Law hammer

The High Court has dismissed an appeal by a one Steven Lubwama, seeking orders to overturn a ruling made by a lower court in regard to a land dispute.

In the appeal, he argued that the LC1 and LCII which entertained the dispute earlier did not have jurisdiction to handle the disputes in respect of ownership of the suit Kibanja henceforth requesting for a court order nullifying the decision.

But in a ruling made Tuesday by Justice Andrew Bashaija of the High Court, the appeal was dismissed, with the ruling that the LC courts had the jurisdiction to handle the matter.

“Under section 10(1) (a) LCCA and 2nd Schedule to the same Act, the LCCs have jurisdiction to handle matters of trespass and in section 10(1) (b) and 3rd Schedule, disputes in respect of land held under customary tenure.  Under section 10 (e) (supra) the LCCs have wider jurisdiction to handle matters relating to land generally. I therefore find no merit in grounds 2 and 3 of appeal as well,” Justice Bashaija ruled.

He further added that Lubwama had a chance of raising the objection at the lower courts but he did not.

“As such, this court (High Court) is not required to re-evaluate the evidence which is essentially the duty of the first appellate court. Even where the trial court has erred, the appellate court will only interfere where the error has occasioned a miscarriage of justice. The 2nd appellate court may only interfere with the decision of the immediate lower appellate court, if that court misapplied or failed to apply the principles of the law or the decision was manifestly erroneous.

“The LCCA under section 12 also provides for objection to jurisdiction. The Appellant had all his chances to object but he did not. Therefore, the objection being raised now is an afterthought which did not occasion a miscarriage of justice on the part of the Appellant. The appeal has no merit and it is accordingly dismissed it with costs to the Respondent.”

Background of the case

Lubwama bought a Kibanja from Ms. Painento Kaggwa Serina, a member of the Muganzilwazza Growers Co-Operative Society, on 21/05/1972. The Kibanja had clear boundary marks which had been in existence for 32 years. However, disputes later developed over the boundaries between Lubwama and the Muganzilwazza Growers Co-Operative Society, which had sold him the land.
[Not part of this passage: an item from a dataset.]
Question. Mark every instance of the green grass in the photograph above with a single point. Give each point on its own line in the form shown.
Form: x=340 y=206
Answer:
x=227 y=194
Muganzilwazza Growers Co-Operative Society claimed that Lubwama had extended the boundaries and encroached on the Kibanja that belonged to the Respondent. The dispute was referred to the LC1 court of Katooke which decided in favor of Lubwama.

Muganzilwazza appealed to the LCII court of the area which also ruled in favour of Lubwama.

Muganzilwazza then filed an appeal in the LCIII court of Nabweru and still lost.

It then filed an appeal in the Chief Magistrate’s Court of Nabweru, with  then Chief Magistrate Joy K. Bahinguza ruling in the Coop society’s favour.

The trial court then ordered Lubwama to immediately remove any structures that he had constructed on the disputed land, and each party was to meet their own costs.

Dissatisfied with the judgment and orders of the trial court, the Appellant was and filed this appeal advanced three grounds of appeal as follows:

That the learned trial magistrate erred in law and fact when she held that the Muganzilwazza is a legally existing co-operative society whereas not.

That  trial magistrate erred in law and fact when she entertained and upheld proceedings from the L.C Courts which had handled the subject matter without jurisdiction to do so.

That the trial magistrate erred in law and fact when she relied on the L.C 1 and L.C II judgments which had been passed by the said courts when did not have jurisdiction.

At the hearing of this appeal, Lubwama was represented by Kenneth Kajeke while the Muganzilwazza was represented by Counsel Twinamatsiko.